Review Summary: With their fifth LP, 3 Doors Down prove that they have nothing left to offer.
Since 2005, the career of 3 Doors Down has been one gigantic freefall.
Seventeen Days was an exercise in repetition, and it was viewed as a significant step back from the band’s excellent one-two punch of opening releases –
The Better Life and
Away From The Sun. Then came their self-titled fourth LP. Not only was it every bit as structurally and creatively challenged as its predecessor, but it also failed to keep listeners interested on just about any front. The lyrics were incredibly tacky, the instrumental backing induced yawn after yawn, and as a whole it just seemed that nobody in the band felt that the material was worth putting any effort into. With hopes that 3 Doors Down had learned the error of their ways, we now observe their latest release over three years later. But before you waste your time – or even worse, your money – let me be the first to tell you that 3 Doors Down has quite simply thrown in the towel.
The first sign that things have gone incredibly awry comes a mere minute and a half into the opening/title track. The vocals in the chorus are way overdubbed, to the point where upon first listen, I almost thought it was autotune. The rest of the song feels like a race to get back to the chorus, which is a shame because the guitar riffs are actually pretty decent. For as mediocre as ‘Time of My Life’ sounds, it is still the highlight on an album that otherwise encapsulates everything wrong with the post-2005 3 Doors Down. Much like they did in their mind-numbingly lethargic self-titled album, the band automatically feeds their desire to jump into a power ballad after any song that exerts a little energy. That is why ‘Time of My Life’ is followed by ‘When You’re Young’, a track that – for a lack of better words – sounds like
any other slow song that this band has ever made. And guess what? It is the first single to be released from the new album, too! Surely, the lighters will come out at concerts near and afar when thirty-two year old singer Brad Arnold opens the song with little drops of tween poetry, “So far away from knowing where I am going, I am trying hard to find out who I am.” That’s some moving stuff. It’s just a shame that the majority of the fan base that follows 3 Doors Down isn’t thirteen anymore. ‘Heaven’, ‘Back to Me’, ‘Everytime You Go’, ‘What’s Left’, and ‘The Silence Remains’

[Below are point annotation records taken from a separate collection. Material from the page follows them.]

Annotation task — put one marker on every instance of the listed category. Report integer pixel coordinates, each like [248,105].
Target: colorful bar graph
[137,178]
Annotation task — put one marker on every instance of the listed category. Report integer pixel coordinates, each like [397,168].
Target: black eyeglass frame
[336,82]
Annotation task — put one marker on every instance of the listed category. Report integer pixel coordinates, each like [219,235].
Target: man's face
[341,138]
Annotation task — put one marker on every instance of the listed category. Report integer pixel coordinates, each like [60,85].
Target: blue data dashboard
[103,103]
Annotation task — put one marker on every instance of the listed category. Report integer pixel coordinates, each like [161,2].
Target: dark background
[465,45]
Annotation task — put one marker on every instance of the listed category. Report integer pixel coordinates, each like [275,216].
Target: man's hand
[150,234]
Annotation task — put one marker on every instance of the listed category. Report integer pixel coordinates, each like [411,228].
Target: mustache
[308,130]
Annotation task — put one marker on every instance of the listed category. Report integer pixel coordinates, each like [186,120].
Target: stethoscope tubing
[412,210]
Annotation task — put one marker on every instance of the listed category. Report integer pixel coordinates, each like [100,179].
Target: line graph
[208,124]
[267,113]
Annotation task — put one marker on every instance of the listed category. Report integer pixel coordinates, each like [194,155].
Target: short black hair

all follow the same slow to mid-tempo formula that we have come to expect from 3 Doors Down, thus proving that they have learned nothing from the blandness of their prior two releases. Worse yet, roughly three of those five tracks have identical sounding choruses, making for an even plainer experience…they have achieved
ultimate blandness. One could guess the slower tracks based on the title alone. Take ‘She Is Love’ for example, which is a less catchy rendition of ‘When You’re Young.’ Everything about this album can be guessed before you hear it, from the lyrics to the chord progressions to the drumming patterns and rhythms; there is just nothing even remotely
new going on; and sadly, that was probably the most predictable thing of all heading into this release.
In the end, the main issues with
Time of My Life can all be chalked up to the exact same problem that has now spoiled over half of their discography:
3 Doors Down is lazy. There is no other possible excuse for releasing the same album three times in a row, especially when the quality of that music plummets with each consecutive release. They have had opportunity after opportunity to either reinvent themselves or return to their former glory, and not only have they failed at accomplishing either one, but there is also little evidence to support the theory that they ever even tried. These are musicians who have given up on themselves, and it won’t be long before their fan base follow suit.